DEAR DR. GOTT: Your articles regarding sleep deprivation and job performance are of interest. I sailed as a licensed deck officer aboard U.S.-flag oil tankers for 10 years after graduating from California Maritime Academy many years ago. I’m suggesting that any future study of sleep-deprived persons add the men and women who work on merchant ships.
I did not sail for Exxon (it was BP) but had the same route into and out of Valdez, Alaska, during the late 1980s and believe a lot of what attributed to the Exxon ship grounding on the reef was caused by the crew’s lack of sleep. When the tankers were loading/discharging, I was lucky to get four hours of sleep a day. Sometimes the job had us awake around the clock until the cargo was finished, and then we’d sail off to the next dock. I quit the race more than 22 years ago, found a shore job and never looked back.

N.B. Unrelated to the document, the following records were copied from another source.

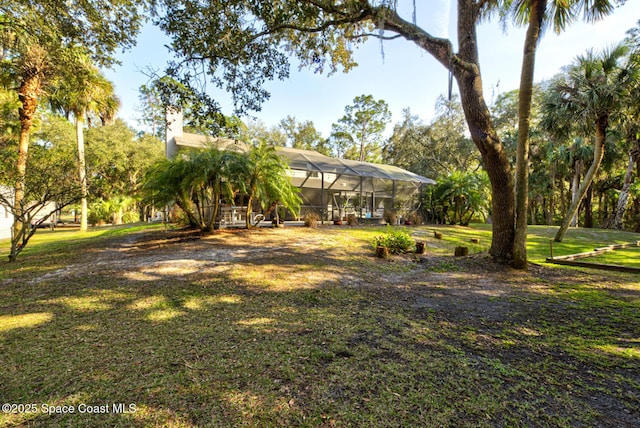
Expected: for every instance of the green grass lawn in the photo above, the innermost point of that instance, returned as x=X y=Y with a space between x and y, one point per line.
x=301 y=327
x=623 y=256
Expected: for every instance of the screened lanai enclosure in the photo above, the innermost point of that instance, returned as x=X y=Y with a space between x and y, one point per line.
x=334 y=188
x=331 y=188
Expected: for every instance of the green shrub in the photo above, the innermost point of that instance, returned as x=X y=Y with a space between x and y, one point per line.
x=311 y=220
x=352 y=220
x=397 y=241
x=390 y=216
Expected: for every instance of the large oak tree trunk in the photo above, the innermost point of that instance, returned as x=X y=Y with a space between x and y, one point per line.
x=484 y=136
x=465 y=67
x=598 y=154
x=28 y=95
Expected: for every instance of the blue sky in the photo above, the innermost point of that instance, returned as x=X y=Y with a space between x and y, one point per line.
x=404 y=77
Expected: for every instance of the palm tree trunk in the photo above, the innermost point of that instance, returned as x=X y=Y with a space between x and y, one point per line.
x=536 y=16
x=28 y=95
x=575 y=188
x=248 y=212
x=598 y=154
x=82 y=168
x=624 y=193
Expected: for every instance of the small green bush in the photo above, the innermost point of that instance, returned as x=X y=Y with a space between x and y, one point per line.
x=352 y=220
x=397 y=241
x=390 y=216
x=311 y=220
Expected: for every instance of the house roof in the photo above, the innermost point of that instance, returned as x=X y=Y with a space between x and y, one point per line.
x=308 y=160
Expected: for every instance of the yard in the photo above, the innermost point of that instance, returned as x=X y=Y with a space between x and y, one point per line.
x=301 y=327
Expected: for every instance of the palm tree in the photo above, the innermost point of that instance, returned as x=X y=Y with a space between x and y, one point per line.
x=80 y=91
x=196 y=181
x=262 y=175
x=537 y=14
x=593 y=91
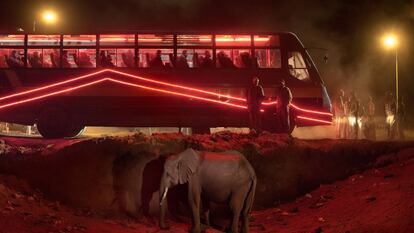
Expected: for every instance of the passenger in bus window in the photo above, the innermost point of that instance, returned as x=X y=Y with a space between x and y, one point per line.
x=14 y=60
x=254 y=98
x=65 y=60
x=207 y=61
x=106 y=59
x=54 y=59
x=196 y=60
x=224 y=60
x=182 y=60
x=246 y=61
x=284 y=98
x=83 y=61
x=128 y=59
x=156 y=62
x=35 y=60
x=171 y=59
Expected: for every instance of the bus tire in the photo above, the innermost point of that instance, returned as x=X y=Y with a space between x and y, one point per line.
x=52 y=122
x=75 y=130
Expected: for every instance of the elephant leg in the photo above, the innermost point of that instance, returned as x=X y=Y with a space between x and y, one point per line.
x=206 y=211
x=194 y=201
x=236 y=206
x=248 y=204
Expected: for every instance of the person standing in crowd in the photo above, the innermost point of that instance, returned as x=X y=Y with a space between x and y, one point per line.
x=182 y=60
x=254 y=97
x=339 y=113
x=390 y=111
x=284 y=98
x=401 y=118
x=354 y=114
x=156 y=62
x=370 y=126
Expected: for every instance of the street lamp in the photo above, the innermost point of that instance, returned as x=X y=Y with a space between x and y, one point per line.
x=48 y=17
x=390 y=41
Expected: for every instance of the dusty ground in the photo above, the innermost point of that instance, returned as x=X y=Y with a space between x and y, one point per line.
x=379 y=199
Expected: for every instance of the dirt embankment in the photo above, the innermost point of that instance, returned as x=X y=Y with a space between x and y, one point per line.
x=91 y=172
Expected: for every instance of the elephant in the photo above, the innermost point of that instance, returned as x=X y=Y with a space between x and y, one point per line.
x=224 y=178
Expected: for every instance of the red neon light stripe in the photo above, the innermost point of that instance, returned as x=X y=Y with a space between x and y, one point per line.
x=177 y=93
x=157 y=82
x=311 y=111
x=177 y=86
x=315 y=120
x=51 y=94
x=52 y=85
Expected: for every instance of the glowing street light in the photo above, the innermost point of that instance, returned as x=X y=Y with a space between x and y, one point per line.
x=48 y=17
x=390 y=41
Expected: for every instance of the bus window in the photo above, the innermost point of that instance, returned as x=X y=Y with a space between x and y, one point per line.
x=203 y=58
x=194 y=40
x=82 y=58
x=233 y=40
x=268 y=58
x=125 y=58
x=267 y=40
x=156 y=58
x=11 y=40
x=297 y=66
x=43 y=40
x=79 y=40
x=117 y=40
x=11 y=58
x=234 y=58
x=155 y=40
x=43 y=58
x=117 y=57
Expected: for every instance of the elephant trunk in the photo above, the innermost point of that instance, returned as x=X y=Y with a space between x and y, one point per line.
x=163 y=207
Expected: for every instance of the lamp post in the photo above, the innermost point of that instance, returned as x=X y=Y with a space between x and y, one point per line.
x=390 y=41
x=48 y=17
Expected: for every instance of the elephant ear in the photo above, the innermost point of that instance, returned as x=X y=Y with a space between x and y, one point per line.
x=188 y=163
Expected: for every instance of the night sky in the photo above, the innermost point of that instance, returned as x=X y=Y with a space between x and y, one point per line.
x=350 y=29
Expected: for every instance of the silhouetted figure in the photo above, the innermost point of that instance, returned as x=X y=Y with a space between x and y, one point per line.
x=254 y=98
x=65 y=60
x=14 y=60
x=339 y=114
x=284 y=98
x=156 y=62
x=182 y=60
x=207 y=62
x=224 y=60
x=35 y=60
x=370 y=126
x=246 y=61
x=390 y=114
x=401 y=118
x=128 y=59
x=83 y=61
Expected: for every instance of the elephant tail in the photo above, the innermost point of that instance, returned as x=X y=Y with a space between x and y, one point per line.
x=248 y=203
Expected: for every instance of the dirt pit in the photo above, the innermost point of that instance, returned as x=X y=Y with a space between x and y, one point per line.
x=89 y=174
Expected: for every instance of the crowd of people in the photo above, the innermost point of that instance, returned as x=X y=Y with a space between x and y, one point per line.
x=354 y=119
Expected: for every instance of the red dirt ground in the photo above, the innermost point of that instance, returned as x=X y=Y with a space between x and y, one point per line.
x=377 y=200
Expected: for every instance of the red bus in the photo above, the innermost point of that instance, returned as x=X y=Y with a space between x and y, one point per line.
x=64 y=82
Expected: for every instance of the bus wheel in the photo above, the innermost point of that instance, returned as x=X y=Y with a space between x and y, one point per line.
x=53 y=122
x=200 y=130
x=75 y=130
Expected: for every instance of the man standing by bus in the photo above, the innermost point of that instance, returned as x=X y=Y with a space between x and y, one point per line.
x=254 y=97
x=284 y=99
x=339 y=113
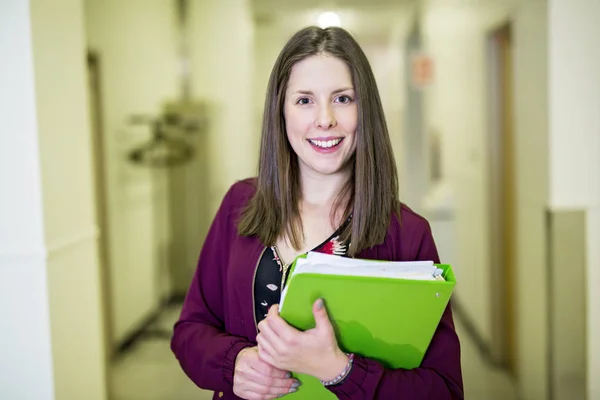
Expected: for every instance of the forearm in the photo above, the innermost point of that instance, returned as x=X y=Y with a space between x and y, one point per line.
x=206 y=354
x=369 y=380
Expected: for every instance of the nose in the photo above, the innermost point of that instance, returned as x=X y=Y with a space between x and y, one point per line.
x=326 y=117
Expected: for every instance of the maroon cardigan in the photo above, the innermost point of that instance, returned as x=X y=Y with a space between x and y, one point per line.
x=217 y=319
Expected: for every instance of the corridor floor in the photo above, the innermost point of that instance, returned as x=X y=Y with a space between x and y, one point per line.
x=150 y=372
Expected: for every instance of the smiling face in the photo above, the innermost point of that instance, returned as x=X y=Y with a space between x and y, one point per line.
x=321 y=115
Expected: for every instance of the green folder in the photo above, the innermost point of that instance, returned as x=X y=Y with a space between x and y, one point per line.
x=385 y=319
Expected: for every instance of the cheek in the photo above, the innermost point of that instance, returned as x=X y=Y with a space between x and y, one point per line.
x=297 y=123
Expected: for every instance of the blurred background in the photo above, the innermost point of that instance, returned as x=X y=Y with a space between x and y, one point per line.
x=125 y=121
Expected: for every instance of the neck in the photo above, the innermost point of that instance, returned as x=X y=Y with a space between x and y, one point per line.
x=320 y=191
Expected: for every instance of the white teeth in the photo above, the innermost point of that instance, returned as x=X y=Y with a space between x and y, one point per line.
x=325 y=144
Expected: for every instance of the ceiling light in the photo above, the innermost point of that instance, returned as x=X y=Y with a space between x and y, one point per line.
x=328 y=18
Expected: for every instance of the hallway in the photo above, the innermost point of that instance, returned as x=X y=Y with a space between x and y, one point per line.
x=149 y=371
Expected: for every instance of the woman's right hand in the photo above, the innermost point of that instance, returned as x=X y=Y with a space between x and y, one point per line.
x=254 y=379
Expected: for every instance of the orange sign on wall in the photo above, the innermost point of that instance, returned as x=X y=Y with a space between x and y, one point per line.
x=421 y=70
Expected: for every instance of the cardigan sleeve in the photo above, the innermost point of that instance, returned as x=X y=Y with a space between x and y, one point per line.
x=204 y=350
x=439 y=376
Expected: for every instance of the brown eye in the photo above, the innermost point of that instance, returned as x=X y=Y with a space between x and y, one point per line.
x=344 y=99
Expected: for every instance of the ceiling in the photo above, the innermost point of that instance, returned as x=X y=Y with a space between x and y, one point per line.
x=364 y=18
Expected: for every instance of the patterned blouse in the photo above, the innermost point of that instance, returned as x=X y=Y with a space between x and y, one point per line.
x=269 y=275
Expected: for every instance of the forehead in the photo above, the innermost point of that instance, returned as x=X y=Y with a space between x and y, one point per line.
x=320 y=72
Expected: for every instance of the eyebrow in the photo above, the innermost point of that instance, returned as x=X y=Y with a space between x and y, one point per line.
x=308 y=92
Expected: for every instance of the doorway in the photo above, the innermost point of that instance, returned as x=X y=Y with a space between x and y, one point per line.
x=502 y=197
x=101 y=199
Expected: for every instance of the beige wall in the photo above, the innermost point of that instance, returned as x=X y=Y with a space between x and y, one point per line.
x=67 y=184
x=52 y=298
x=137 y=48
x=456 y=105
x=222 y=63
x=25 y=336
x=574 y=142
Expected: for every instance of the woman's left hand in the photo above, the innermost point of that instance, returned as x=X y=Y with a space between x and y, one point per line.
x=314 y=352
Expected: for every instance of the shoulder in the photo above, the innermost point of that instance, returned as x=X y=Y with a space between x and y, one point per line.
x=236 y=199
x=408 y=222
x=410 y=235
x=240 y=192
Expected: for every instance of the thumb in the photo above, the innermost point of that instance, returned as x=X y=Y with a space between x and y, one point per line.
x=320 y=314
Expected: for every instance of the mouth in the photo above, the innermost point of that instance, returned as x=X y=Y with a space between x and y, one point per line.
x=327 y=144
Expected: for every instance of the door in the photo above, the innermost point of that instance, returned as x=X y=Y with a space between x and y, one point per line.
x=502 y=197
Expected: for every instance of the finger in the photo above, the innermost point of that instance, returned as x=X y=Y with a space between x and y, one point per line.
x=278 y=324
x=268 y=357
x=320 y=313
x=270 y=337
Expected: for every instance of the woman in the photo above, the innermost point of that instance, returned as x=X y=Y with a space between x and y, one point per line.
x=327 y=182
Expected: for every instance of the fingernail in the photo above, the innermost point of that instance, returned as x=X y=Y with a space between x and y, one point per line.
x=319 y=304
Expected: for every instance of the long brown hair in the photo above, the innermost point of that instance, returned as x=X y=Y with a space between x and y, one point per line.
x=371 y=194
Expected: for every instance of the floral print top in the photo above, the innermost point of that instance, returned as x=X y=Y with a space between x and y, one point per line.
x=269 y=274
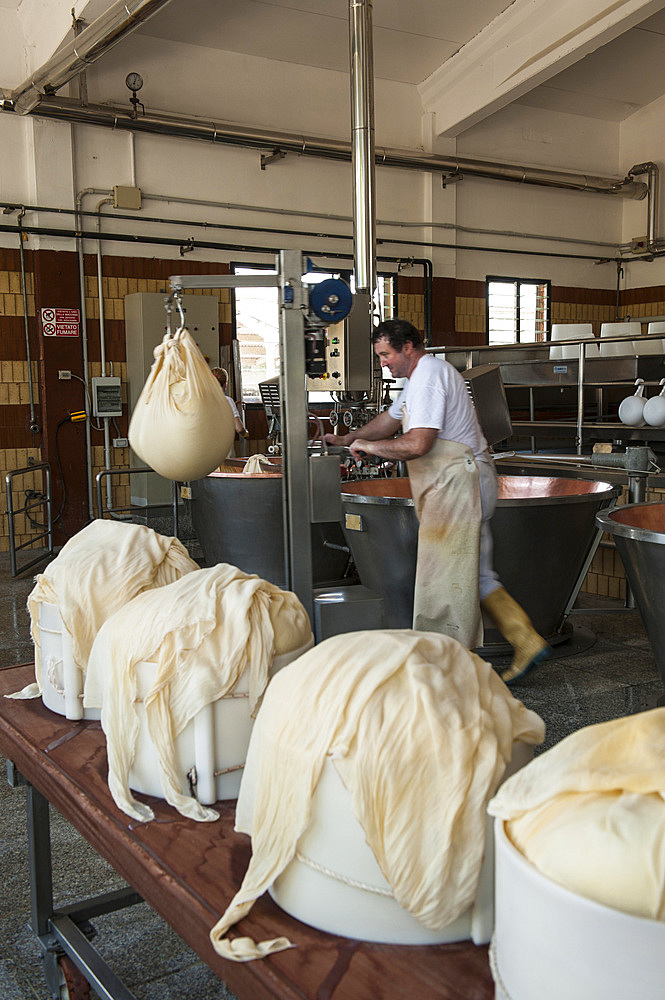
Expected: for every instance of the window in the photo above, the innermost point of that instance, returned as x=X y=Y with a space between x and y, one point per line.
x=257 y=325
x=518 y=310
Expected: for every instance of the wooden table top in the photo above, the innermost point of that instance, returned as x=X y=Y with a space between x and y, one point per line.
x=188 y=872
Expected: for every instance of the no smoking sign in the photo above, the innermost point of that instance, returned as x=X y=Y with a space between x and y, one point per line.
x=60 y=322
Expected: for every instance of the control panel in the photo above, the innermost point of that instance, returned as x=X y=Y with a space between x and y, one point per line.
x=333 y=379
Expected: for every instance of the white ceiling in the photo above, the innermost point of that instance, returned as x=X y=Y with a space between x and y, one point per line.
x=412 y=38
x=415 y=39
x=614 y=81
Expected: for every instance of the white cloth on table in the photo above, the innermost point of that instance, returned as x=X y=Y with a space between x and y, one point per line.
x=590 y=813
x=101 y=568
x=420 y=731
x=255 y=463
x=202 y=632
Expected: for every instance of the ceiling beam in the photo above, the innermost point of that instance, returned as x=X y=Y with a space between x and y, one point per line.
x=526 y=45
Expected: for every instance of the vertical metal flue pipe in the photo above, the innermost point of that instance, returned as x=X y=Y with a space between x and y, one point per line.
x=361 y=54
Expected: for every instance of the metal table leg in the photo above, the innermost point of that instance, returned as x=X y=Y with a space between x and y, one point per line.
x=65 y=931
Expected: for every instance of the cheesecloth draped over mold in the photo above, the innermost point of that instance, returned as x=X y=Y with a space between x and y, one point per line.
x=420 y=731
x=102 y=567
x=590 y=813
x=202 y=632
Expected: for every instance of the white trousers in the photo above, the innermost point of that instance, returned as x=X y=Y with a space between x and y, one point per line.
x=488 y=580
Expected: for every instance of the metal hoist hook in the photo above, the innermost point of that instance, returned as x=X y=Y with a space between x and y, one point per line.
x=177 y=298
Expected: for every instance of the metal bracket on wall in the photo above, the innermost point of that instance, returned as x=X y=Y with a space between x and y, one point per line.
x=453 y=178
x=267 y=158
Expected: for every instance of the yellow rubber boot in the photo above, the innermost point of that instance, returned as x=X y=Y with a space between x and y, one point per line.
x=514 y=623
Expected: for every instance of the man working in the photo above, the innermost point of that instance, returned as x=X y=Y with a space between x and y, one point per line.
x=454 y=487
x=222 y=377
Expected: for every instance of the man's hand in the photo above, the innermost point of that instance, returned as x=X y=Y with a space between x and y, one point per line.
x=360 y=447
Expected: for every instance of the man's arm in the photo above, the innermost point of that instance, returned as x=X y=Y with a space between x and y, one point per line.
x=382 y=426
x=414 y=444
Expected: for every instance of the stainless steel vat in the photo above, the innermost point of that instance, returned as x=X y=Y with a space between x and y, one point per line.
x=238 y=520
x=639 y=535
x=543 y=530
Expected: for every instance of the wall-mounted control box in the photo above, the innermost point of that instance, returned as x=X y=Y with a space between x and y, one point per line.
x=349 y=354
x=106 y=397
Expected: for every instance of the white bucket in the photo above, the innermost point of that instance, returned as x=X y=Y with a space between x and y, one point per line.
x=212 y=746
x=335 y=884
x=62 y=681
x=551 y=944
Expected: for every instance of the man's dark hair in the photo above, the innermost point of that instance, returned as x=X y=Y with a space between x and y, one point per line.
x=397 y=332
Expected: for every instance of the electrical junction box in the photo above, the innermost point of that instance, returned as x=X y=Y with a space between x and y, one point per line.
x=349 y=352
x=106 y=397
x=126 y=197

DEAR READER: You bring up a very good point that I may have failed to emphasize adequately — safety. When by necessity we work long hours without relief or adequate sleep, everyone around us pays the price. We become cranky, short-tempered, and find ourselves performing tasks with a hit-or-miss approach, simply to get the job done. The quality of work suffers and can lead to truly devastating results.
We are often troubled with family issues, extra-heavy work loads, coordinating tasks that seem to pile up, caring for children, grandchildren or the elderly, meeting seemingly impossible schedules. The results are less than optimal.
If we must get a family member to school or a soccer game by a specific time and start off late because of work overload, we tend to drive faster to make up the time. Not only are we endangering ourselves and our loved ones, we are also endangering other drivers and pedestrians who may be nearby. And it’s all because of fatigue, overload and sheer exhaustion.
Excessive sleepiness is the second-leading cause of car crashes and a leading cause of truck crashes in the United States. Sleep deprivation while driving is like driving drunk.